[from Gilbert Murray's Charles Eliot Norton Lectures, published as The Classical Tradition in Poetry in 1927]
It is difficult in any circumstances to predict what one literature can learn from another. And the classical literatures, it might plausibly be argued, have long since taught English quite as much as can be considered desirable, and in some matters a great deal more. Still, as Shelley says, poetry is infinite. And a man must, I think, be in a state of "savage torpor" who imagines that he has no more to learn from Homer or Vergil. . . .

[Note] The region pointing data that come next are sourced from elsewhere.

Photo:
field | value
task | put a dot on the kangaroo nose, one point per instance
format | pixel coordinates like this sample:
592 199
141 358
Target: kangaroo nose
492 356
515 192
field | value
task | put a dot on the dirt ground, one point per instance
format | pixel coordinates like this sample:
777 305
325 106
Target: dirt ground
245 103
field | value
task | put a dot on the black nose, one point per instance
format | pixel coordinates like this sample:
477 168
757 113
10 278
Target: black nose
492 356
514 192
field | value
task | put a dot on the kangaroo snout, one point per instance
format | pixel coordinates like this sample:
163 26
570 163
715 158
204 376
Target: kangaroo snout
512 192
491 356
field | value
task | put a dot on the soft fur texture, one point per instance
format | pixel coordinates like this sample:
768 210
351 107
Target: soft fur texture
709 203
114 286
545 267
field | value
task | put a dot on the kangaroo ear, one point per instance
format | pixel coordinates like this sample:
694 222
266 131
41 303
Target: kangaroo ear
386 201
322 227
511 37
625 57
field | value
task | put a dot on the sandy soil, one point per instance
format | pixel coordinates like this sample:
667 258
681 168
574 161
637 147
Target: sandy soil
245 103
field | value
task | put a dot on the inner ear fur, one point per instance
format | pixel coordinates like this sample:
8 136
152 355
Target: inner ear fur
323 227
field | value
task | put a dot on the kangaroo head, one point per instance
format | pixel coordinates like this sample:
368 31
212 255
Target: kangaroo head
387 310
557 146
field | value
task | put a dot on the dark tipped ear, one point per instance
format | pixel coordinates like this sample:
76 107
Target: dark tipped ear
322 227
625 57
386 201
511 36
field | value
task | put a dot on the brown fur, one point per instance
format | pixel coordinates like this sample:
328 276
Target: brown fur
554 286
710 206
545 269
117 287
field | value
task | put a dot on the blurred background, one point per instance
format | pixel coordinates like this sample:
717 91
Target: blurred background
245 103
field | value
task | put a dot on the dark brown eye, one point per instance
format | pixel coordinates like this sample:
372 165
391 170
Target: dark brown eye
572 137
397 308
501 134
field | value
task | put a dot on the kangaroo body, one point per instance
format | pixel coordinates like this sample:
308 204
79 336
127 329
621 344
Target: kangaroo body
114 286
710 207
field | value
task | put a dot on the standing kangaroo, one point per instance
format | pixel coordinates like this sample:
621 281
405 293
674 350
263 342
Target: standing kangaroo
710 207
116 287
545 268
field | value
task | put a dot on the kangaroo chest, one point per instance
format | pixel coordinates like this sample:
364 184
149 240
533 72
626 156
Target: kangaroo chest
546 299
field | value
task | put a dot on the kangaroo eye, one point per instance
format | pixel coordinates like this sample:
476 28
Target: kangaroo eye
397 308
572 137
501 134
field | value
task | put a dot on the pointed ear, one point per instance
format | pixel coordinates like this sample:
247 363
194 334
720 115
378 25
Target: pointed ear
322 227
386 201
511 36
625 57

Of course, there is a strong spirit abroad which tries to throw off rules and exactitude. It is proud of trusting not to measured feet, but merely to its ear, which is perfectly sound doctrine if the ear is correct, but not otherwise. Unfortunately it hates a correct ear almost as much as a measured foot. Such a school, whether it makes merely for rough versification or definitely for vers libre, has its place and its justification in the progress of poetry; but the classical tradition will probably continue to look for advance by writing better and more carefully, not more carelessly and impatiently. No one can be sure that a method is wrong until it has been well tried; but it is difficult to expect good permanent results from one which is based predominantly on contempt for the practice of good poets, on self-assertion rather than worship, and on ennui rather than delight. Otherwise no one can prophesy or point the way. A poet must love the Tradition; otherwise he will not love poetry. He must love language and be tender and reverent with it, as well as bold; or he will never have master of its secrets. He must care enough for his work not to notice how much time and trouble he spends on it. He must, as Plutarch warns us, not be like those false lovers of Penelope who, when the found the Queen obdurate, contented themselves with the handmaids. It is along some such lines as these, and not by violent divergence from them, that I should expect to see the modern world find its way to some new Dante or Milton or Goethe, a poietes-aoidos who will bring back into our poetry the forgotten music of the lyre and the old sweep of the sea-bird.
oh, he knows me well...my savage torpor...I may have to steal that one.